欧風カレー専門店『アルパッシェ』オーナー 高柳 新

学校を舞台にしたテレビドラマで、熱血先生が、周りの生徒から嘘つきだと言われた生徒に対して、
「私はこの子の言葉を信じます。どうしてみんなは信じてあげられないの。」
と言って、その生徒の疑いを晴らすような物語がよくあります。私もそんなドラマを見ると、けっこう感動することが多いのですが、やはり現実とのギャップも感じます。それは、実際の教師であれば、誰もが感じることなのではないでしょうか。
 実際、私自身、子どもの嘘のために振り回された経験は何度もあります。子どもの嘘をその親が鵜呑みにして、教育委員会に訴えられそうになったことや、周りの子どもが嘘をついていたために、いじめの問題がこじれてしまったこともあります。そのときの状況によって、どんな優秀な子どもでも嘘をつく可能性があります。
「絶対に嘘はつくなと、うちの子を育てている。」
という厳しい父親の子が、その父親に怒られたくなくて嘘をつき続けていたこともありました。

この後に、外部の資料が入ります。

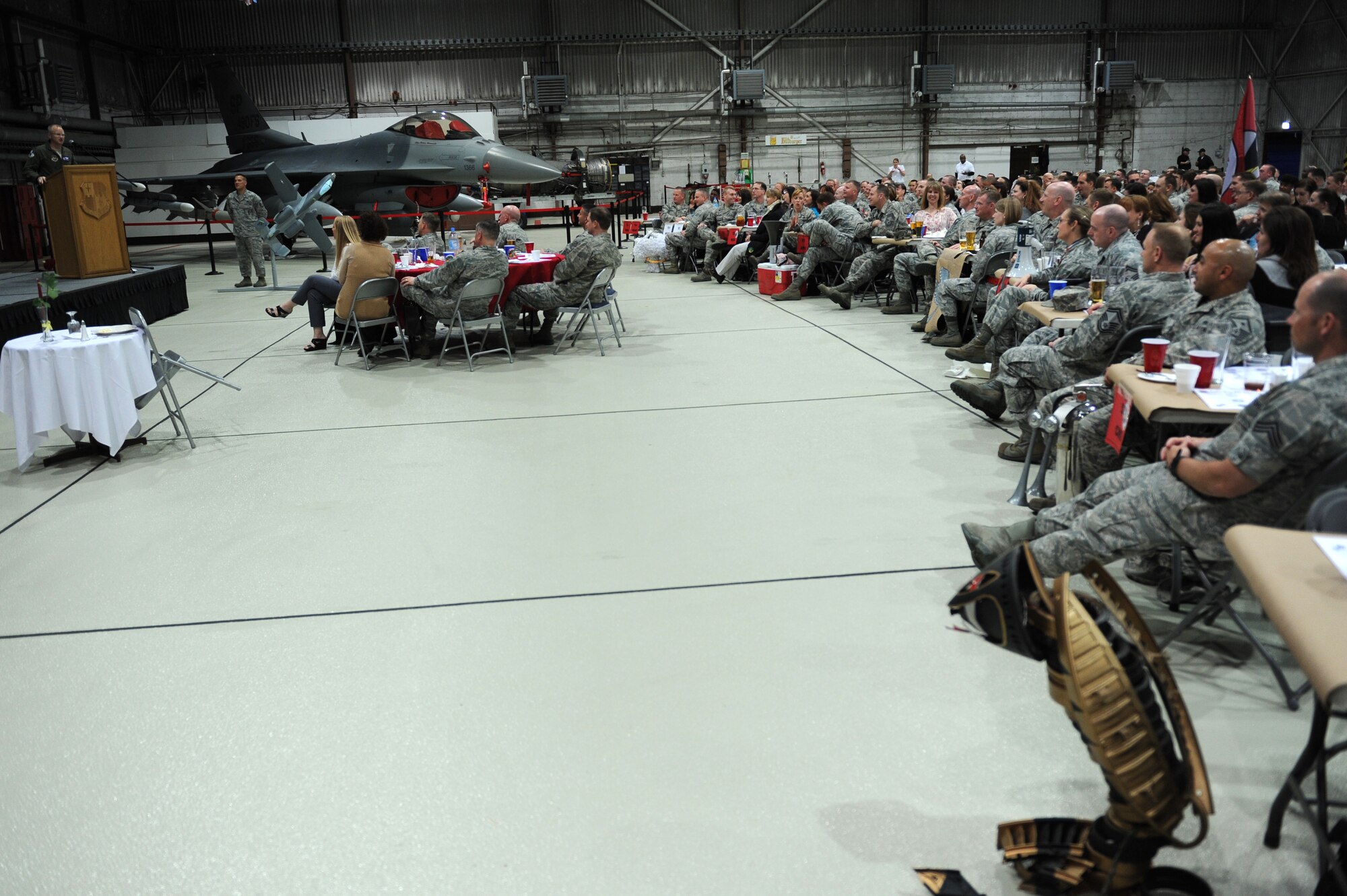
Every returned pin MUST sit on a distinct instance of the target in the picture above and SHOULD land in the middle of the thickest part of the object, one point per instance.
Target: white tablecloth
(81, 386)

一所懸命にやっていればいるほど、子どもに嘘をつかれるダメージは大きいものです。腹立たしいと思うこともあるでしょう。私もそう感じた時期がありました。とくに、心に余裕のないときほどそうでした。しかし、経験を積むことによって、少しずつですが、一歩離れた所から冷静に見られるようになりました。なぜ、子どもが嘘をついてしまったのか、そしてその対処は正しかったのか、などを考えられるようになったのですね。

 子どもは、何の理由もなしには嘘はつきません。親や教師に必要なことは、嘘をつく原因をわかってやれることなのだと思います。それがわかれば、よりよい対処もできるはずです。『子どもを信じる』ということは、その子どもの言うことをすべて信じるということではなく、『この子は正しく育つ子である』ということを信じることなのだと思います。それを信じていれば、愛情のある真の教育につながるはずです。そして、そんな教育ができれば、やがて子どもは嘘をつかなくなると思いませんか。

高柳 新(たかやなぎ はじめ)

欧風カレー専門店『アルパッシェ』オーナー
四半世紀の小学校教師経験と小学生卓球チーム指導者として全国大会の出場経験。そして現在は、学校を外から見ることのできる立場を生かし、現場の先生方を応援したいですね。